The Parliament of Kenya pursuant to an Omnibus Bill introduced Amendments to the Registration of Persons Act CAP 107 via Statute Law (Misc. Amendment) Act No. 18 of 2018. This was later forwarded to the president and it was then assented to on the 31st day of December 2018.

On the 18th day of January 2019, the Amendments of sections 3, 5 and 9 of the Registration of Persons Act CAP 107 came into force. 

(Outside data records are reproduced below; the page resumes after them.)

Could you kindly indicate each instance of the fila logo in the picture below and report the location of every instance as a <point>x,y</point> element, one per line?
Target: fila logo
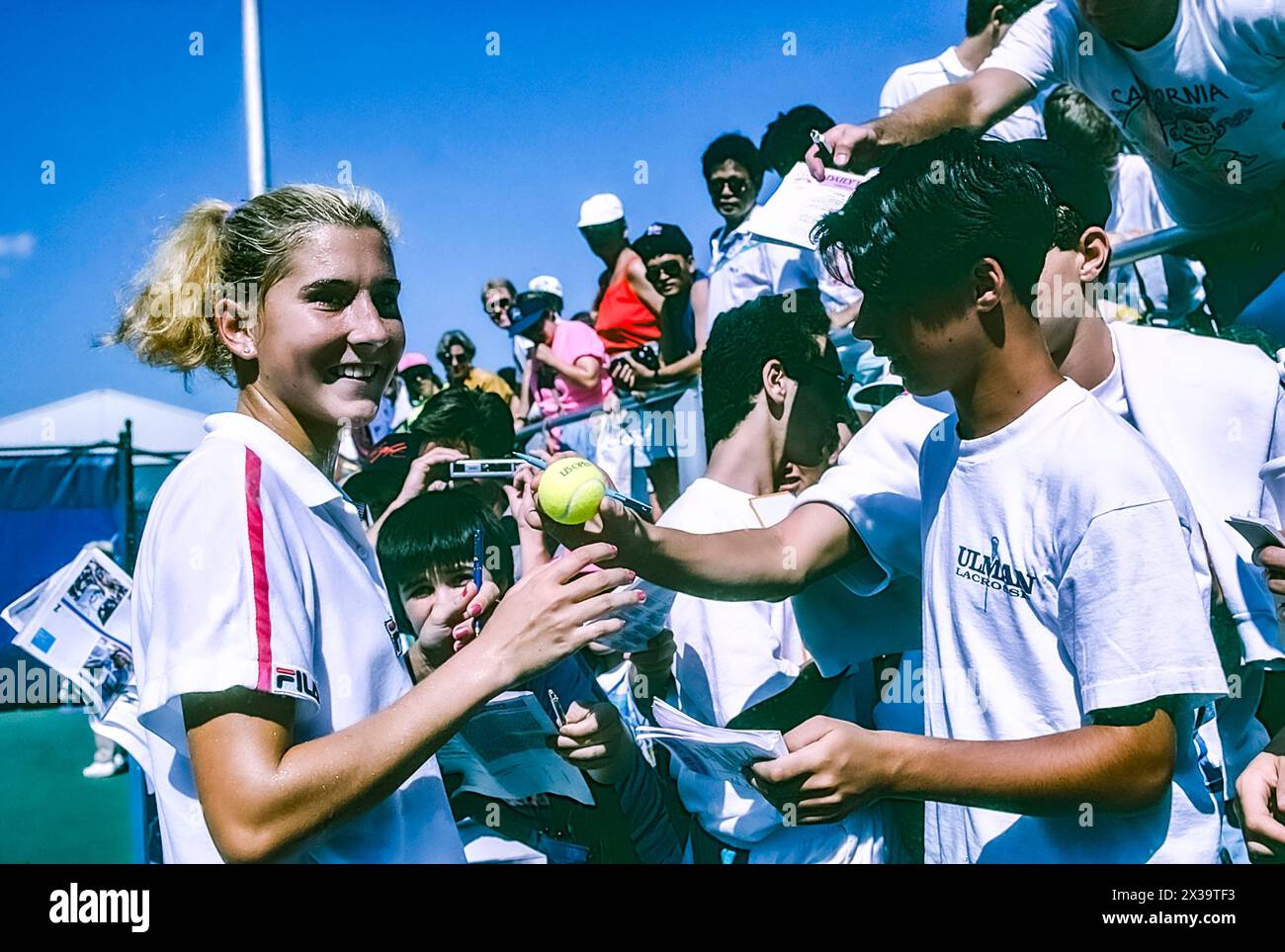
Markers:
<point>297,684</point>
<point>394,636</point>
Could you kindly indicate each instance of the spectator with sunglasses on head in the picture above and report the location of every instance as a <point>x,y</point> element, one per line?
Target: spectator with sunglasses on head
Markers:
<point>457,351</point>
<point>741,265</point>
<point>774,394</point>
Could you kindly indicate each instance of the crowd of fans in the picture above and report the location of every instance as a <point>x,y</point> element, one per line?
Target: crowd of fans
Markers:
<point>731,398</point>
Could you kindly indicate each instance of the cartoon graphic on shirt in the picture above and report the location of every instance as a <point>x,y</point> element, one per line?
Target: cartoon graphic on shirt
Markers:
<point>1180,128</point>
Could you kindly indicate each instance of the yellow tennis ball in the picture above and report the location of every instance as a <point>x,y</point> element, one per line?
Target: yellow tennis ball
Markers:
<point>570,489</point>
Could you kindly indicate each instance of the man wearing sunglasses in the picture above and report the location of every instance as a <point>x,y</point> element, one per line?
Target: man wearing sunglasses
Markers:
<point>741,265</point>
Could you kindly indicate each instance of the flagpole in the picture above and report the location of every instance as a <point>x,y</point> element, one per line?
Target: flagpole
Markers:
<point>252,68</point>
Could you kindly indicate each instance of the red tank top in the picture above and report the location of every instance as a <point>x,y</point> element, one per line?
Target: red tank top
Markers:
<point>624,321</point>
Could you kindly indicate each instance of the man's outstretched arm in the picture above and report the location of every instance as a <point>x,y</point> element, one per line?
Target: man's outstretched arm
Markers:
<point>744,565</point>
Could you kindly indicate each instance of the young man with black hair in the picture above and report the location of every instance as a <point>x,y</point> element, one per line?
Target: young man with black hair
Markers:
<point>774,392</point>
<point>1066,620</point>
<point>672,434</point>
<point>1165,288</point>
<point>741,265</point>
<point>985,22</point>
<point>834,536</point>
<point>788,137</point>
<point>856,533</point>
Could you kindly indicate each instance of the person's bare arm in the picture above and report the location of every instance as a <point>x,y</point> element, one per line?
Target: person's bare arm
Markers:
<point>635,273</point>
<point>835,767</point>
<point>688,365</point>
<point>262,794</point>
<point>586,372</point>
<point>980,102</point>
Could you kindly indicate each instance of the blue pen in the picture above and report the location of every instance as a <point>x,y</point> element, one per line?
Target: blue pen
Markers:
<point>478,548</point>
<point>641,507</point>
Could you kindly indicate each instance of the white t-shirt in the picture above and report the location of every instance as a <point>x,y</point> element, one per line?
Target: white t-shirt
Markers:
<point>1203,106</point>
<point>912,80</point>
<point>1170,282</point>
<point>744,266</point>
<point>728,656</point>
<point>255,571</point>
<point>1053,591</point>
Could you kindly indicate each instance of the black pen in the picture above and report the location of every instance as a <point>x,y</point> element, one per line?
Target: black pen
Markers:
<point>822,149</point>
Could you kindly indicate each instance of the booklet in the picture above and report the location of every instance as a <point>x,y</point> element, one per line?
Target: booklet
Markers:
<point>800,202</point>
<point>77,622</point>
<point>719,753</point>
<point>502,751</point>
<point>80,626</point>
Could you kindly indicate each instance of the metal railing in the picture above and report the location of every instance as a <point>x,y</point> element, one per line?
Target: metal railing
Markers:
<point>1174,240</point>
<point>1178,239</point>
<point>628,402</point>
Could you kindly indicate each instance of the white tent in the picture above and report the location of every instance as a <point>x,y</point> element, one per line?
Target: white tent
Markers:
<point>98,416</point>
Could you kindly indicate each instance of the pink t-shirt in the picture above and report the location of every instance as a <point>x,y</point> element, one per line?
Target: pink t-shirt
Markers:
<point>572,341</point>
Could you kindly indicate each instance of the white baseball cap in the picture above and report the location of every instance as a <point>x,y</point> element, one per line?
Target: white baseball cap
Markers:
<point>600,210</point>
<point>547,283</point>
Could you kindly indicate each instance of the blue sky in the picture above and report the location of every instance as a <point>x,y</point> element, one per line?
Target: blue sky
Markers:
<point>483,159</point>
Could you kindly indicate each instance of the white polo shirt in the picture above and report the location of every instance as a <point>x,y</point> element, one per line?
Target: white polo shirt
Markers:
<point>743,266</point>
<point>255,571</point>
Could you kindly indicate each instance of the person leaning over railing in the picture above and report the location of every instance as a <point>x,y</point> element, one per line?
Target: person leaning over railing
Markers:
<point>282,719</point>
<point>1194,86</point>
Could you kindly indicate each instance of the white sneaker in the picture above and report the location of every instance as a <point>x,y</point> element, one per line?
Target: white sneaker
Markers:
<point>98,770</point>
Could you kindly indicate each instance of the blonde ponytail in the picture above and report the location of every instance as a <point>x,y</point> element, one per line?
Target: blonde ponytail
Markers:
<point>214,253</point>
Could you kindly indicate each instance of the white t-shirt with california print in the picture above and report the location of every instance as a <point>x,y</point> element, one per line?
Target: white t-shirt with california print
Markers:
<point>1203,106</point>
<point>1063,575</point>
<point>255,571</point>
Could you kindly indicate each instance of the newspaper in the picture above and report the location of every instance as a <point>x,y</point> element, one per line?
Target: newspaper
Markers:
<point>800,202</point>
<point>77,622</point>
<point>719,753</point>
<point>502,751</point>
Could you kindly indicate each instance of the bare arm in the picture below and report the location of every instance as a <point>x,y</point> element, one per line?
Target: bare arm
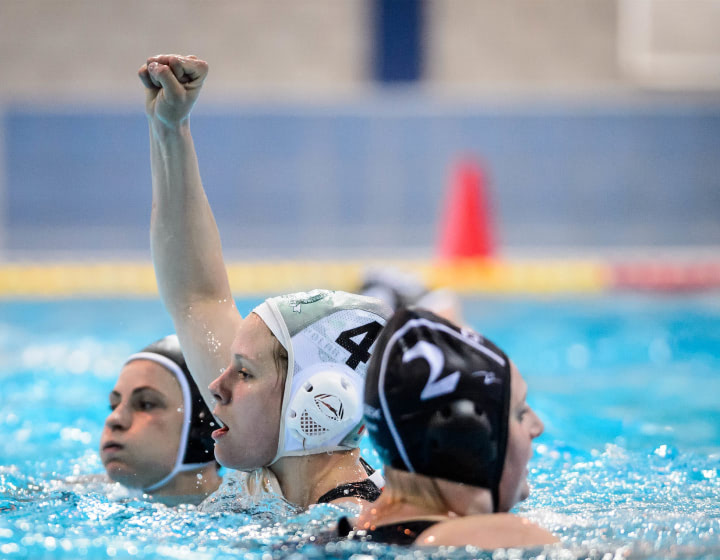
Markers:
<point>185,242</point>
<point>500,530</point>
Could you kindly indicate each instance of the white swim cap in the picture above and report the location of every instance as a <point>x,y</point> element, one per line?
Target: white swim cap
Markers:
<point>329,337</point>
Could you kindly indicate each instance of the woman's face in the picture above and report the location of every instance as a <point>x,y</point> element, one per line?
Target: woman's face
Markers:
<point>524,426</point>
<point>141,437</point>
<point>248,399</point>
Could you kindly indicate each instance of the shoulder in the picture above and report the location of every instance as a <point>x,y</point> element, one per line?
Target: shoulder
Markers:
<point>500,530</point>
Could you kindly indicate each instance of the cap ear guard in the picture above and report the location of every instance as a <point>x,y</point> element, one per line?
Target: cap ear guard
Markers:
<point>325,406</point>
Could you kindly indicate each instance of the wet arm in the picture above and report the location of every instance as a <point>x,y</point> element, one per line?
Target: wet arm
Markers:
<point>186,247</point>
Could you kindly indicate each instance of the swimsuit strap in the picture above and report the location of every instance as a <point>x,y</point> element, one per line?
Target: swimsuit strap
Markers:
<point>365,490</point>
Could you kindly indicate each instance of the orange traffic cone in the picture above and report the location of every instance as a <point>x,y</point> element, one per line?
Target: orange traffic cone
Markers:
<point>466,229</point>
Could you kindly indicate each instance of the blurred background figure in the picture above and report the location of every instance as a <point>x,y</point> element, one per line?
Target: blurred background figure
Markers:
<point>157,435</point>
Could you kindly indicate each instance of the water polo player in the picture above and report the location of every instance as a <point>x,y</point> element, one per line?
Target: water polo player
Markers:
<point>291,398</point>
<point>158,436</point>
<point>446,411</point>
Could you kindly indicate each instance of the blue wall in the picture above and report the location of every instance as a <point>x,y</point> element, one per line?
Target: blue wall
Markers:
<point>295,180</point>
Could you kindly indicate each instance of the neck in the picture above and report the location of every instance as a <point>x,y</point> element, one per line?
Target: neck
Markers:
<point>190,487</point>
<point>305,479</point>
<point>410,496</point>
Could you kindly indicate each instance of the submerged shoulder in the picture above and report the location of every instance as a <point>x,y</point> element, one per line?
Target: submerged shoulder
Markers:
<point>499,530</point>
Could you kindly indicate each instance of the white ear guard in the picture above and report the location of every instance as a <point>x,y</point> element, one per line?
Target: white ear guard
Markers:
<point>325,402</point>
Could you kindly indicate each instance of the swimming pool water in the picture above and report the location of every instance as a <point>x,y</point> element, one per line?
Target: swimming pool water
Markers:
<point>629,465</point>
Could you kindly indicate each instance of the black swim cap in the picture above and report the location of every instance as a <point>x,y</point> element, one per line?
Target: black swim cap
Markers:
<point>437,399</point>
<point>196,444</point>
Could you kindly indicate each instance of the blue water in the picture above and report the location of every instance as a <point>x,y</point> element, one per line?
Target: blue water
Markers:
<point>629,465</point>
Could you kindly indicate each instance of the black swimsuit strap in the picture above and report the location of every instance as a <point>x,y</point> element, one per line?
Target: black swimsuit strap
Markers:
<point>365,490</point>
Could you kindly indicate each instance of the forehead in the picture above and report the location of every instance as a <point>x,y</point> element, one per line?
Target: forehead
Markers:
<point>253,339</point>
<point>144,373</point>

The Government of Kenya introduced the National Integrated Identity Management System (NIIMS) which came to be popularly known as Huduma Namba in January 2019. NIIMS was to put in place a new centralized and digital population register as a “single source of truth,” containing personal data including biometrics on all citizens and foreigners in Kenya.

 

Impact analysis.

After the decision by the government to introduce the NIIMS system, Civil society organizations working on matters of citizenship, legal identity, human rights, and data protection came together to file constitutional petitions contesting the rollout of Huduma Namba.

 

Consolidated Petitions No. 56, 58 and 59 of 2019. 

Summary of Facts.

On the 14th and 18th of February 2019 respectively, Nubian Rights Forum, KHRC, and KNCHR filed Constitutional Petitions against seven (7) respondents, including the AG, CS Ministry of Interior, amongst others stating various procedural and substantive issues which include:

  • Constitutionality of the legislative procedure;
  • No effective public participation;
  • Right to Privacy: No limits on the scope of data that can be captured (DNA and GPS data); 
  • No informational privacy framework;
  • Equality and Discrimination: NIIMS likely to aggravate the discriminatory registration and identity documentation practices against the Nubian community in Kenya.  

 

In April 2019, the High Court issued conservatory orders that put important restrictions on the government while they carried out the Huduma Namba enrollment exercise. As per the conservatory orders issued by the court, the government was restricted from:

  • Making Huduma Namba registration mandatory; 
  • Linking Huduma Namba to public services;
  • Collecting DNA or GPS;
  • Setting any deadline for registration and; 
  • Sharing the data collected with third parties.

 

On the 30th day of January 2020, the High Court delivered a judgment permitting NIIMS subject to the prior enactment of a comprehensive and appropriate regulatory framework. Therefore, in allowing NIIMS the court found that the implementation should not continue without further legislation to guarantee the security of biometric data and to ensure the system is not exclusionary. 

 

Conclusion.

Given that Digital identity is indeed the future, there is a need for proper and adequate legislation to address data security and prevent the risk of exclusion not just for Nubians but also for those without proper biometrics. We shall continue to follow the issue closely and It is essential that the government meaningfully addresses the issues raised by the Court, and that the solutions presented genuinely address the Court’s concerns.